“Mom, you can get rid of all that stuff.” Boy Wonder said as he pointed to a giant box of toys he’d spent years collecting.
“Are you sure?” I asked.
“Yeah, that stuff’s for kids.”
And just like that, my tween closed the door on his childhood without so much as a nostalgic look back. As he continued purging every last youthful reminder from his bedroom, heaviness began to fill my heart. I’ve felt this heartache before — the time he walked 400 feet ahead so no one would dare suspect he had a mother, the declaration that everything he loved just six short months earlier was now for “babies,” the goodbye hugs he suddenly had no interest in giving. These momentary reminders of adolescence surely stung, but they didn’t hurt half as much as the realization that this was more than just a phase. My son was growing up and inching closer with each passing day to the person he’s destined to become.
Sure, Boy Wonder will always be my baby, but the eyes of the world are beginning to see him differently. He senses it and he’s excited by it and by golly, he should be! But carelessly boxing up his childhood as if to suggest it never happened would be an incredible disservice to his character. He may not know it yet, but the spiritual souvenirs of his youth — magic, possibility, creativity, imagination, freedom — are the very treasures that will ensure his happiness throughout adulthood. But how could I show him that growing up didn’t have to mean leaving the best parts of his spirit behind? Simple, by incorporating magic into our every day.
With a little imagination and optimistic heart, I discovered five ways to recapture the magic of childhood with my tween.
1. Be the historian of your family.
Long before cameras lived in the palms of our hands, I toted around a camera for the sole purpose of documenting Boy Wonder. I took pictures of everything. I held on to favorite baby blankets and lovies. I videotaped. I saved preschool artwork and school papers. I didn’t stop at images and tangible mementos either; I recorded memories in my private journals, told stories through blog posts, and continue sharing his story through my maternal eyes. Boy Wonder may not remember every moment or memento, but his childhood is available for reminiscing whenever he needs a boost of homespun comfort.
So, snap those pics, save those important items, and make regular dates with your growing child to revisit precious memories. Take field trips to your child’s preschool, your family’s first house, or the park where your child once liked to play. Keep in touch with the places and people who helped write the story of your child’s life. There’s magic in the memories.

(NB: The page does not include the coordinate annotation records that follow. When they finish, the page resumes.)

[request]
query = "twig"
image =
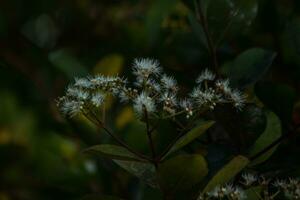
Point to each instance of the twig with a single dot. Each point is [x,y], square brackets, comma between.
[115,137]
[211,47]
[150,140]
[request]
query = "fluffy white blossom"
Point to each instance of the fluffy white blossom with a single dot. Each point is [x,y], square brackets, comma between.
[151,90]
[249,179]
[97,99]
[169,83]
[205,75]
[223,85]
[144,67]
[82,82]
[187,106]
[143,101]
[71,107]
[238,99]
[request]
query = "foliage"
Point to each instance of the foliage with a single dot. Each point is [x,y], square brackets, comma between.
[231,134]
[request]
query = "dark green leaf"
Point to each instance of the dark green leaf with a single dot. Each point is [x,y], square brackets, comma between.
[67,63]
[249,66]
[229,171]
[42,31]
[229,17]
[113,152]
[158,10]
[144,171]
[253,193]
[182,172]
[99,197]
[271,133]
[191,135]
[271,94]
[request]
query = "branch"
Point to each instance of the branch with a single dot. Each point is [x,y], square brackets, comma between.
[150,140]
[211,47]
[115,137]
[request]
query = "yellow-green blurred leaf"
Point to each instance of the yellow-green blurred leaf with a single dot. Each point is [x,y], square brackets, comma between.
[110,65]
[113,152]
[124,117]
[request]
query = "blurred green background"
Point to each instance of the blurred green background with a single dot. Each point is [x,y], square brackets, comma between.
[44,44]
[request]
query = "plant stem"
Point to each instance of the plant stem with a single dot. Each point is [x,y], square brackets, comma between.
[96,121]
[211,47]
[276,142]
[170,146]
[150,140]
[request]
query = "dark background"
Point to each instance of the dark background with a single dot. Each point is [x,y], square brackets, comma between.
[44,44]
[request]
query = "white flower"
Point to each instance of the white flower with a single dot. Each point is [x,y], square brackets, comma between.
[203,97]
[97,99]
[205,75]
[280,184]
[144,101]
[169,83]
[187,106]
[169,99]
[216,192]
[82,82]
[249,179]
[238,99]
[238,194]
[224,86]
[144,67]
[77,93]
[71,107]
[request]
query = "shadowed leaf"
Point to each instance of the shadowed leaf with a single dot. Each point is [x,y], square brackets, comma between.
[113,152]
[229,171]
[182,172]
[271,133]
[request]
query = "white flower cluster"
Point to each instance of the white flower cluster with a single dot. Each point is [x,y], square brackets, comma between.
[225,192]
[153,92]
[290,188]
[88,93]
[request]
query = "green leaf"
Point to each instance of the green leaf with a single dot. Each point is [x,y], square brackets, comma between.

2. Play every chance you can.
Given the opportunity, Boy Wonder would game himself into solitary oblivion without a single memory to show for it. So we play. We play a lot. We ride bikes, we play chess, we game, we DIY, we vacation, and we go on hikes that he says he hates but secretly loves. We do these things for the experience, the opportunity to create, and the freedom they bring. Long after he hangs up his bike for good, he’ll remember the sound of the wind rushing through his ears as he raced his brother home. He’ll look down at the giant scar on his elbow and remember the freedom he felt mere moments before taking that tumble. But most of all, he’ll remember the togetherness that feels like home.

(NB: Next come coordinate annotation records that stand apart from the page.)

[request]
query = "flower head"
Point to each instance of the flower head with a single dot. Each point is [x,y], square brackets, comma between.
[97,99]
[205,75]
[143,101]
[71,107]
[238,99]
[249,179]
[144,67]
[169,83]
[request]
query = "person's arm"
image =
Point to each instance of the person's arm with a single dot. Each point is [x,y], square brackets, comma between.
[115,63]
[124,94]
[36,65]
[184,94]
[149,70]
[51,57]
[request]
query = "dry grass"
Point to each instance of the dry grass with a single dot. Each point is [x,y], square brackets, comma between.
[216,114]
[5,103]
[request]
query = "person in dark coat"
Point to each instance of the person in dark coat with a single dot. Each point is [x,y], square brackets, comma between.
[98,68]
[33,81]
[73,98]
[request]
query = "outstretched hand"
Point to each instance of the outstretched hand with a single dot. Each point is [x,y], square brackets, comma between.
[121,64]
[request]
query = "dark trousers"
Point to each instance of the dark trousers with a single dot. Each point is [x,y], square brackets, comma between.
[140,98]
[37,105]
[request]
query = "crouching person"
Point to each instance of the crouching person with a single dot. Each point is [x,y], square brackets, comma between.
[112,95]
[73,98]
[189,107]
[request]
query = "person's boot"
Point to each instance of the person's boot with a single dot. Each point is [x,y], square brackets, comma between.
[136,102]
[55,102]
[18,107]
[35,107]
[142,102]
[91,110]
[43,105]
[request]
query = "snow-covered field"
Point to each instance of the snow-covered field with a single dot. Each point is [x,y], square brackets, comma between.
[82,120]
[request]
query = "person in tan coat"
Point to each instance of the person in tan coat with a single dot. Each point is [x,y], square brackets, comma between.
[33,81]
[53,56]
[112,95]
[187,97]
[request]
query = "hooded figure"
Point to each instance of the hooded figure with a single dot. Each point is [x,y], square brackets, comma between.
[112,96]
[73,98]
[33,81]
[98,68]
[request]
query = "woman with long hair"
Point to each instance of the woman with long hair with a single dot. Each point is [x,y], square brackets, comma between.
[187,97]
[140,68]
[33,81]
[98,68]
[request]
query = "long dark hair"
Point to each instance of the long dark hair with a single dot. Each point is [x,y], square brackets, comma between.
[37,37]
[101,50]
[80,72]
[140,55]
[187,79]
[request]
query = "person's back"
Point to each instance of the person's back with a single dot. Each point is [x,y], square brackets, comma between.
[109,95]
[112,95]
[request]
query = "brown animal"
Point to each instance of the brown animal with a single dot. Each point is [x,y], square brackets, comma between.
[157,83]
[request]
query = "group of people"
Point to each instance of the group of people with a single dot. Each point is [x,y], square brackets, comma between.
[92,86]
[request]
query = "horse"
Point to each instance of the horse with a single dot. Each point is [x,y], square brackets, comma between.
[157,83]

3. Celebrate in grand style.
When Boy Wonder swore off Halloween because he was simply “too old,” I knew he was in need of a heavy dose of magic. Leave it to Disneyland Resort to host a Halloween party so rockin’, so magical, and so frightfully fun that he couldn’t help but feel like a kid again. From pirate transformations, incredible Halloween treats, and awesome dance parties, to favorite rides transformed for the holiday, Mickey’s Halloween Party has it all.
Make no mistake; Boy Wonder wasn’t the only one feeling like a kid again. My husband and I noshed on enough pumpkin seed brittle, pumpkin cheesecake, and tropical habanero punch between the Halloween Screams fireworks spectacular and Mickey’s Costume Party cavalcade to prove that yep, we’re both still kids at heart! And lemme tell you, when your too-cool tween stops to hug you tight and thank you for an experience as special as this one, your heart pretty much bursts wide open. Thank you, Mickey’s Halloween Party, for the epic smiles and blissful memories.
4. Laugh. At everything. Often.
Never underestimate the power of silly when it comes to your tween. They might act mature, but they’re always down for a hearty laugh. Crack jokes, watch a funny movie, or act like a fool just for a laugh. Laughter has the power to diffuse tough tween situations and soften that tough exterior.
5. Act like a kid. (You know you want to!)
While we as parents serve as responsible models of what adulthood looks like, let us never forget we have a responsibility to prove to our kids they’re never too old to have fun. Allow your child to see you work hard and play hard! When we stop in the name of play, we’re giving our children permission to do the same.